Answering the charge that it’s a hopeless task to wade into a pool that already contains such a vast, well-resourced competitor, Neron is upbeat. “A search engine is a very viable effort if it’s made in the right way because this market is so big,” he says, adding: “It’s a huge market opportunity. All of the major competition are putting ads at the top of results.”

Albeit, he needs to be upbeat, having put in around $120,000 of his own money to fund Verbase since development work started, back in 2011. If the fledgling search startup can keep attracting users, he says it will likely look to raise external funding next year.

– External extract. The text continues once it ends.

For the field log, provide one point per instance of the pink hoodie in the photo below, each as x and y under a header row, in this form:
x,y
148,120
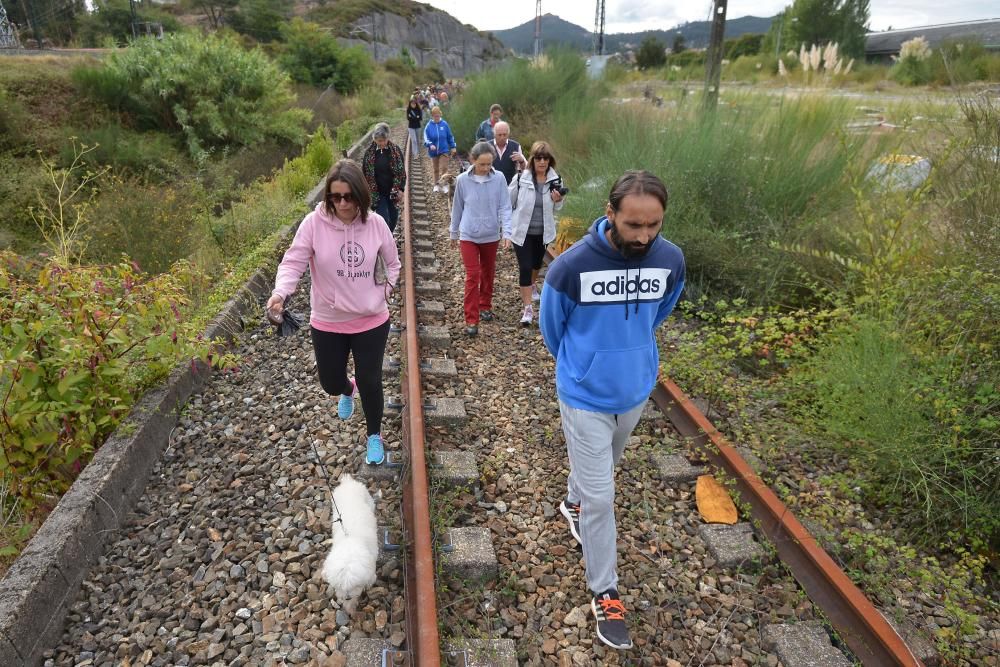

To hammer home Neron’s point about ‘spam free’, here’s the results Verbase returned when I searched for the following query: ‘what is Bitcoin’:

Verbase

And here are the results I could see on my laptop screen (i.e. as above, without scrolling down to see more results) when performing the same search query on Google:

Google Bitcoin search results

Google spammy? Absolutely.

The question is whether enough people notice such a strong smell of spam issuing from Mountain View that they go seeking alternative search tools. Verbase will certainly be hoping that a disgruntled nine percent end up knocking on its door.